Ware Bottom Church
Preservation success in Chesterfield County: This historic site along the Bermuda Hundred front was donated to the Richmond Battlefields
Association by a local company in 2009. The tract is notable as the site of Ware Bottom Church, for which the battle was named. The church, one of the oldest in
Virginia, was destroyed during the fighting here in 1864. This Civil War site represents the first preservation success by RBA in Chesterfield County.
May 20, 1864
After severe fighting at Proctor's Creek blunted the Union offensive against Richmond, Maj. Gen. Benjamin Butler's Army of the James withdrew to the Bermuda Hundred peninsula. Within days, Gen. P.G.T. Beauregard sent 8 Confederate brigades to drive in Butler's advance picket lines. Nearly 10,000 soldiers clashed in the vicinity of Ware Bottom Church. Confederate gains resulted in a shorter defensive line, allowing Beauregard to send Robert Hoke's entire division to reinforce Lee's army at Cold Harbor. At day's end the severe fightling left over 1,400 men either dead or wounded.
The Howlett Line
The Confederates constructed strong defensive works between the James and Appomatox rivers, effectively pinning the Federals in the Bermuda Hundred peninsula. "As in a bottle strongly corked" noted President Lincoln. In June, Grant's movement against Petersburg caused Beauregard to abandon the Bermuda Hundred line in order to meet the crisis there. For a short while, the Ware Bottom Church area once again lay behind Union lines.
June 16, 1864
Lee's army, belatedly racing toward Petersburg, paused long enough to attack Butler yet again in the Ware Bottom Church area. Men of George Pickett's Confederate division retook the abandoned ground on June 16 and reestablished the Confederate line across the peninsula. During that brief episode the 11th Maine Infantry literally fought in the yard of the church.
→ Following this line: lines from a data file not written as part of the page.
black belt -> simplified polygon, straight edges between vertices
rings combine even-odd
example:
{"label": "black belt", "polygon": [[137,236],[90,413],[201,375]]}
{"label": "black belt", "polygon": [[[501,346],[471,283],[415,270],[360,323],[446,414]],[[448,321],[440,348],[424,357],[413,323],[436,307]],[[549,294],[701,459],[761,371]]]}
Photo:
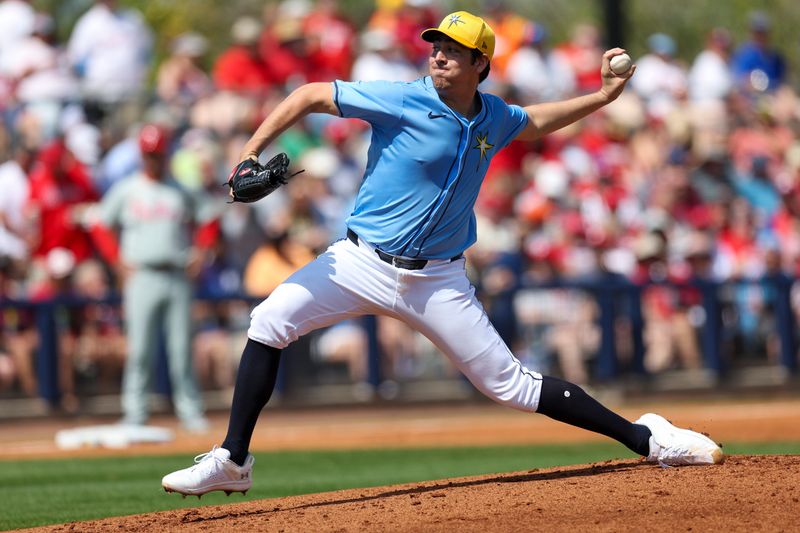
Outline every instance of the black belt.
{"label": "black belt", "polygon": [[[347,238],[350,239],[356,246],[358,246],[358,235],[356,232],[347,228]],[[425,268],[425,265],[428,264],[427,259],[406,259],[404,257],[397,257],[395,255],[387,254],[382,250],[378,250],[375,248],[375,253],[378,254],[378,257],[384,263],[389,263],[390,265],[394,265],[397,268],[404,268],[406,270],[420,270]],[[456,259],[461,259],[461,254],[453,256],[450,258],[450,261],[455,261]]]}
The historic church stood until June 18, 1864, when it became an unbearable source of annoyance for the artillerists of Parker's Virginia Battery (a NPS site), only a few hundred yards west of the church. Federal sharpshooters had been using the church to harass the gunners. Three volunteers from the battery crawled out through their own picket lines and daringly ignited a fire inside the church. The flames blossomed and the frame structure burned to the ground. For the next ten months the site stood between the lines, part of the extensive "no man's land" that divided the contending forces.